How deep into the skin the injury progresses is dependent on several factors. Firstly, it depends on the thermal energy transferred to the tissue. This depends on the temperature and the exposure time; high temperature and longer exposure times increase the risk for significant injuries. The energy transfer process is further affected by the type of transfer, e.g., convection transfers more energy, and this is counteracted by the ability of the tissue to withstand the temperature (thicker skin—better resistance) or dissipate the heat (higher blood flow reduces the injury). In practice, this is exemplified by the lower risk for injuries on the back, in palms and soles with their thicker nature and the higher risk in elderly and children with their generally thinner skin.

Burn wound depth (see Fig. 11.2) has traditionally been divided into three levels according to anatomy, first degree—epidermal injury, second degree—dermal and third degree—subdermal burns. Today a two-level nomenclature is used which focuses more on treatment strategies: partial thickness burns (including epidermal and superficial dermal injuries first and superficial second degree burn; old nomenclature) and full thickness burns (including deep second degree and subdermal burns; old nomenclature). Modern care for partial thickness is conservative treatment, whereas full thickness burns are surgically excised and transplanted.

../images/188491_2_En_11_Chapter/188491_2_En_11_Fig2_HTML.jpg — Fig. 11.2

Burn wound. Skin anatomy in relation to burn wound depth terminology

A burn involving the epidermis is usually erythematous and very painful but does not contain blisters. It is exemplified by a sunburn. The dead epidermis sloughs off and is replaced by regenerating keratinocytes within 2–3 days. A partial thickness burn wound is a superficial dermal burn and extends down to the papillary dermis and usually forms blisters. When the blisters are removed, the wound is pink, wet, and highly sensitive. Blanching is present. These wounds heal within 2 weeks (Fig. 11.3a; Photo). Deep dermal wounds extend down to the reticular dermis and usually take more than 3 weeks to heal. These wounds also show blistering but the wound underneath has a mottled and white appearance. Blanching if at all present is slow.

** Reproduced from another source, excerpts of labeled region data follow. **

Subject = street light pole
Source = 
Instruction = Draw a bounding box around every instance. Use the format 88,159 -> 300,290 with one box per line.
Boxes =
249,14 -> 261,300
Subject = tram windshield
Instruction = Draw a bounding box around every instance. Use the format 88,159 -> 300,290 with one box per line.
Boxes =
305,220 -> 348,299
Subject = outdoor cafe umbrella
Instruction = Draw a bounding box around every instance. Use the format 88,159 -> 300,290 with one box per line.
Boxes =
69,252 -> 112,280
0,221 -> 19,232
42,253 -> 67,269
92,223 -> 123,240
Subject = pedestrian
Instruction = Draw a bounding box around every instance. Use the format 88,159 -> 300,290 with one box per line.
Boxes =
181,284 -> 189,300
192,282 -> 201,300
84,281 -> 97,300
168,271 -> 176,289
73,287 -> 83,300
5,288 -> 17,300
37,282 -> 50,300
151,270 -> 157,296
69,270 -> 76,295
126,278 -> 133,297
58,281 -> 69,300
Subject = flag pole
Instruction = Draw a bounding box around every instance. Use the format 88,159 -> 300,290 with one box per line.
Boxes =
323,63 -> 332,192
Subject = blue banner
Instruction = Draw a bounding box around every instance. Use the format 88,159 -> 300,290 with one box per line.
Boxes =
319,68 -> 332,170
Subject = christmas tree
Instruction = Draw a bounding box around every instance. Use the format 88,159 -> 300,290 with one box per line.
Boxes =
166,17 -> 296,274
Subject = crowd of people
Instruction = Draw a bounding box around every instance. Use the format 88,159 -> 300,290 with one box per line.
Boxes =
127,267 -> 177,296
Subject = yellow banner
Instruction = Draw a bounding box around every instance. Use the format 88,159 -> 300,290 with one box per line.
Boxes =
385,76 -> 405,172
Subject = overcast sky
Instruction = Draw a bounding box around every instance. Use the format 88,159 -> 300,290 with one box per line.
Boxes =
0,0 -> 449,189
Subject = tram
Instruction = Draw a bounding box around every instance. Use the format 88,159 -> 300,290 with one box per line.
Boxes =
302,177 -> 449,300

Sensitivity to pinprick is reduced and pain is described as discomfort rather than pain. See Fig. 11.3b (Photo). Full thickness wounds involve the entire dermis and extend to the underlying tissue. Appearance is described as charred, leathery, and firm. The wound is insensitive to touch and pinprick. See Fig. 11.3c (Photo). Deep dermal and full thickness wounds are surgically excised and autologous transplanted.